Menyukai orang yang mencintaiku, bukanlah karena dia tipe romantis seperti di drama – drama Korea. Namun jika ia ingin memberiku bunga, cukup fotonya saja. Karena dia tak berani memetiknya. Serius, ada suatu kali ia tetiba memberikan pesan WhatsApp yang berisi gambar bunga di tepi gang menuju kontrakan. Bunga pink kecil – kecil, yang akupun tak tahu nama bunganya. Itulah pertama kalinya ia memberikan bunga walaupun dalam bentuk foto. Selain itu, ia hanya menitipkan ATM keluarga, ATM Bank keduanya, dan membiarkanku mengetahui semua PIN dan isi saldonya ^;^ .

bunga-pink-di-tepi-jalan
Bunga Pink di tepi jalan yang difoto oleh suami.

Menyukai orang yang mencintaiku, bukan karena dia kaya.
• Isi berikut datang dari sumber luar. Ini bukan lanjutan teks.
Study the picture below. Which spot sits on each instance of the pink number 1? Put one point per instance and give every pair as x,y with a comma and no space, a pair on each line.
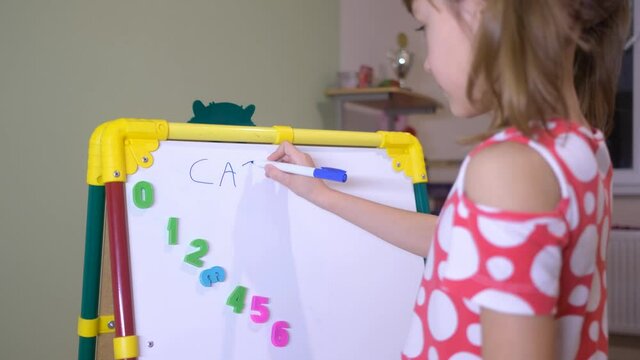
258,303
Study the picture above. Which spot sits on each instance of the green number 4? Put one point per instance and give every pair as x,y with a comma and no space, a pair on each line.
236,299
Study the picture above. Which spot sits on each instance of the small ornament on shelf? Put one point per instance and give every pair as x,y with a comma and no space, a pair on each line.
401,59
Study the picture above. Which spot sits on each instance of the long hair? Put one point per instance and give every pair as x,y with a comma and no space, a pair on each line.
520,59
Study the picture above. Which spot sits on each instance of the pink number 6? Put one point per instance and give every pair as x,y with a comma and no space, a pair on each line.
258,303
279,334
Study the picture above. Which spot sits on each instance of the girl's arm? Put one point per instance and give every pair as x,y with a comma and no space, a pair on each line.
408,230
514,177
506,336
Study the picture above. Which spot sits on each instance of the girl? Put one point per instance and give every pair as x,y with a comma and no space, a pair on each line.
516,262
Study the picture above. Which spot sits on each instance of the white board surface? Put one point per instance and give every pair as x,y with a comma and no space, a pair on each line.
345,293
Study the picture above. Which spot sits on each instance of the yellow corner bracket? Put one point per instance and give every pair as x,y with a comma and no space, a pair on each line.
125,347
93,327
406,153
118,147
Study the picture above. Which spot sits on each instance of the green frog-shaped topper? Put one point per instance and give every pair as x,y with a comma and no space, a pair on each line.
222,113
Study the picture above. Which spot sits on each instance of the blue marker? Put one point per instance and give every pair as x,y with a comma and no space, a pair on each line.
324,173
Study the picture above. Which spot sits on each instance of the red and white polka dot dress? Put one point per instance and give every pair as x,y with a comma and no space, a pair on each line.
522,263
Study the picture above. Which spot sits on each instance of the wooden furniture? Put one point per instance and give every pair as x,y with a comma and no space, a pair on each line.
392,101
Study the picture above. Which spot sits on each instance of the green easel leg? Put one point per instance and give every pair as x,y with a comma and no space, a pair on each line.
92,267
422,198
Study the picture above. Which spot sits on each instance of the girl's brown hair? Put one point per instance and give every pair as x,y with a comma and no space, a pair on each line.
519,47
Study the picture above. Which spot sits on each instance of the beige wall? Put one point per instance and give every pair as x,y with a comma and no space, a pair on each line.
368,31
67,66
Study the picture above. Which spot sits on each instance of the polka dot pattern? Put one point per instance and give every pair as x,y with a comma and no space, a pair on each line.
545,271
474,334
579,296
577,155
589,203
520,263
585,250
463,260
500,268
505,233
442,317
Kita sama – sama dari nol. Sekarang aku pun masih nol, dia yang udah cukup naik setahap demi setahap. Allah lah yang memberi kami rezeki, tidak akan habis rezeki kami sampai Allah mematikan kami. Kami hanya berusaha bersama, usahanya belajar di programming benar – benar karena ia harus mencari nafkah untuk anak istri, usahaku belajar di desain dan coding pun untuk bisa membantunya kelak. Memang proses belajarku lambat, tapi aku yakin suatu saat bisa selalu mendukungnya di bidang yang kami geluti bersama. Sambil belajar juga merawat calon buah hati kami nantinya. Aamiin…

Dan inilah akhir dari post-ku hari ini, semoga bisa membuatku lega dengan banyaknya kata – kata yang telah tertuliskan di sini. Maaf jika teman – teman pembaca bosan dengan gaya bahasaku ini ya. Atau mungkin menganggap tulisan ini terlalu lebay, skip saja gapapa. Cukup bagiku bahagia untuk bisa meluapkan rasa di ruang Mozaik Birumuda-ku ini.